The catkins are the male flowers of the Hazel tree and, if you look very close, you should also find the tiny red filaments of the female flowers sticking out from a small bud.
Pollen from the male flower is carried by the wind (though insects might sometimes lend a helping hand), hopefully finding its way to the female flowers on another tree. When pollinated, the female buds become the hazel nuts in autumn. Although male and female flowers are found on the same Hazel tree, they can’t self-fertilise.
Though Hazel doesn’t require insects to pollinate, somebody forgot to tell Honey Bees. When bees emerge on a sunny day in late-February, there won’t be many flowers around, but there will be plenty of catkins. The tight cluster of flowers on the Hazel catkin can’t make them the easiest place for a bee to feed but, if needs must, there is pollen there for the taking.
There is one species of moth – the Nut Bud Moth which relies on Hazel catkins.
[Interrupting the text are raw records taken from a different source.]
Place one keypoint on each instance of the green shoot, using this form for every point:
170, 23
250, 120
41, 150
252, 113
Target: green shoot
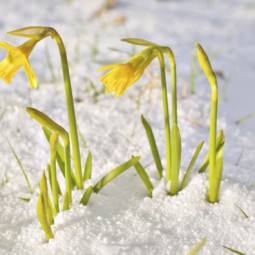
50, 179
191, 164
44, 209
215, 159
166, 116
21, 167
60, 155
88, 168
38, 33
233, 251
50, 65
2, 114
114, 173
192, 76
47, 122
139, 62
83, 141
219, 144
86, 196
54, 181
153, 145
197, 247
144, 177
176, 159
242, 211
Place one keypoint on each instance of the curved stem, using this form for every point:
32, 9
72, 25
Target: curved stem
71, 111
170, 55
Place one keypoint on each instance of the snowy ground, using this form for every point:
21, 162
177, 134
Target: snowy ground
121, 219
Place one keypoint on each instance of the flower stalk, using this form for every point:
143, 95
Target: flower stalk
38, 33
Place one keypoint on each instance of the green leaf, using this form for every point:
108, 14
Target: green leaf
153, 145
191, 165
67, 201
88, 168
42, 216
176, 159
197, 247
234, 251
47, 122
21, 167
138, 41
60, 155
144, 177
47, 204
49, 174
219, 143
86, 196
114, 173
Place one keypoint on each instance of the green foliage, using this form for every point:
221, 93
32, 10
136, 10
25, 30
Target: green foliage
153, 145
114, 173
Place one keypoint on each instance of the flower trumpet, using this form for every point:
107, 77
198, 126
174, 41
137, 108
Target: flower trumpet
15, 59
121, 76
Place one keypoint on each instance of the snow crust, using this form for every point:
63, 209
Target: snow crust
121, 219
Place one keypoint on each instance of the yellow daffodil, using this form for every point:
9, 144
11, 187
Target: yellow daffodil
15, 59
121, 76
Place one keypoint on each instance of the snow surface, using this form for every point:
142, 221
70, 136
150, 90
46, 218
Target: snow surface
121, 219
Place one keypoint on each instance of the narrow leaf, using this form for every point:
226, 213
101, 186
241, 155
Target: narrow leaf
50, 180
219, 143
191, 165
46, 121
86, 196
47, 203
197, 247
176, 159
60, 155
88, 168
153, 145
114, 173
21, 167
25, 199
234, 251
54, 180
144, 177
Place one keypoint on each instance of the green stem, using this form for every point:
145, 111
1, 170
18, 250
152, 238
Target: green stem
170, 55
212, 194
70, 110
68, 173
166, 115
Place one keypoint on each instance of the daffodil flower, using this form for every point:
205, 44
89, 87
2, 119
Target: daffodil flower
15, 59
121, 76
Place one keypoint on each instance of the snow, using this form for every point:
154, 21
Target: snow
121, 219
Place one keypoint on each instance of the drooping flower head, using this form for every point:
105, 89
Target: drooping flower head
121, 76
15, 59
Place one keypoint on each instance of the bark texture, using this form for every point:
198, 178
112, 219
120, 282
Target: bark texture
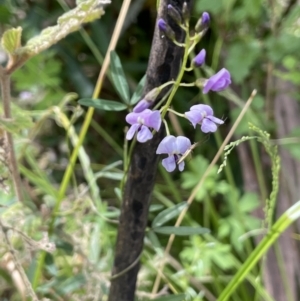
164, 63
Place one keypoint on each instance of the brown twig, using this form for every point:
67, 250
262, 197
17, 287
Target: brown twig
5, 92
164, 63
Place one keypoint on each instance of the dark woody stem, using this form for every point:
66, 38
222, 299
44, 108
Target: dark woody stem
164, 64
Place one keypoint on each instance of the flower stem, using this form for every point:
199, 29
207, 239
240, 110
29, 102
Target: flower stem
167, 127
179, 77
176, 113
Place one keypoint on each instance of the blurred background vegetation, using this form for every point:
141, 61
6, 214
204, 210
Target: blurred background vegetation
258, 41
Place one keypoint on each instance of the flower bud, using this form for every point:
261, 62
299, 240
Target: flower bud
185, 12
166, 29
174, 14
147, 101
203, 22
199, 59
218, 82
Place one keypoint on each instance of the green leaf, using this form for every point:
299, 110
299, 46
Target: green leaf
103, 104
11, 40
118, 77
181, 231
179, 297
168, 214
21, 120
137, 95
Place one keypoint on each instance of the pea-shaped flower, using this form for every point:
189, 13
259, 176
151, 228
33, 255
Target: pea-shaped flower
199, 59
141, 122
174, 147
218, 82
203, 115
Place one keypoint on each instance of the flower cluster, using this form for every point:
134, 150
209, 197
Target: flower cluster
143, 120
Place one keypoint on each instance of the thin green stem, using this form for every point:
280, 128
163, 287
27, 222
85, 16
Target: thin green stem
167, 127
259, 170
178, 80
278, 228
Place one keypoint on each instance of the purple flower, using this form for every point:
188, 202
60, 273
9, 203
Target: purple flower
162, 25
166, 29
199, 58
141, 106
218, 82
175, 147
205, 18
203, 114
174, 14
147, 101
203, 22
141, 122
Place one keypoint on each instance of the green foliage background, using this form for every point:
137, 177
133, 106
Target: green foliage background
255, 41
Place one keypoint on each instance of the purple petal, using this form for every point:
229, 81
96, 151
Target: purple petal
167, 145
169, 163
208, 126
131, 118
141, 106
215, 119
162, 25
194, 117
182, 144
181, 166
144, 134
200, 58
205, 18
204, 109
217, 82
131, 131
153, 120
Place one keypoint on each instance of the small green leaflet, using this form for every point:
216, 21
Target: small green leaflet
103, 104
137, 95
118, 77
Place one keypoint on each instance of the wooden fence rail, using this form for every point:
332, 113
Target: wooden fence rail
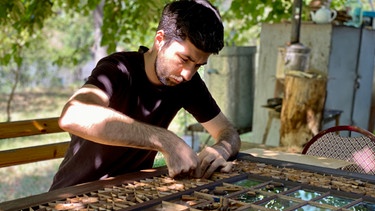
31, 154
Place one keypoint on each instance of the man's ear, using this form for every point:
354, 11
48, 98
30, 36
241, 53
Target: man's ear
159, 39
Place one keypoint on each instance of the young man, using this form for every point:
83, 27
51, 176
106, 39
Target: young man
119, 118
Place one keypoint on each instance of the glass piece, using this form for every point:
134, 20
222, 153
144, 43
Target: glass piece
363, 206
279, 204
247, 183
335, 201
274, 187
305, 195
312, 208
249, 197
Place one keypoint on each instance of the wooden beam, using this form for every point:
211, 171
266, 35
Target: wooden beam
29, 127
33, 154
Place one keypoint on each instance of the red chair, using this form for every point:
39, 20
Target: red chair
349, 143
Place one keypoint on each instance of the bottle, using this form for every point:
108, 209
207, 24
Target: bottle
354, 10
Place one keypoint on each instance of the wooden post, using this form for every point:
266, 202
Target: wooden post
302, 109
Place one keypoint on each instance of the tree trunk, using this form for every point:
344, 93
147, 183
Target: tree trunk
12, 92
98, 50
302, 109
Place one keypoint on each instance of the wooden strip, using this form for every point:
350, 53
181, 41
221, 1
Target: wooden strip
33, 154
29, 127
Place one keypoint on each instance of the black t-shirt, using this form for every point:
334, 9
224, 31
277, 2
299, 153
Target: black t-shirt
123, 78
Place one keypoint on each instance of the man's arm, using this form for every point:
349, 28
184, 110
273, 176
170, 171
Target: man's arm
227, 145
87, 115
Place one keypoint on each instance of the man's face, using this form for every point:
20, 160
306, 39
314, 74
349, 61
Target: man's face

The larvae feed in the catkins and buds and later pupate in a cocoon on the ground below the tree. They are ‘micro-moths’: common in Suffolk, but difficult to see.
By the time the leaves appear on Hazel trees, their golden catkins will have long gone. The tree continues to be wildlife-friendly: the fallen leaves are food for the larvae of moths such as Large and Little Emeralds; and the autumnal nuts are food source for a range of mammals and birds, including Great Spotted Woodpecker.
Lastly, why the name ‘catkin’? The name comes from the middle Dutch word ‘katteken’, meaning kitten. More locally, Hazel catkins are called ‘lambs tails’. Catkins hang down (like the tails of lambs), not up (like the tails of kittens), so perhaps they should have been named after sheep, not cats.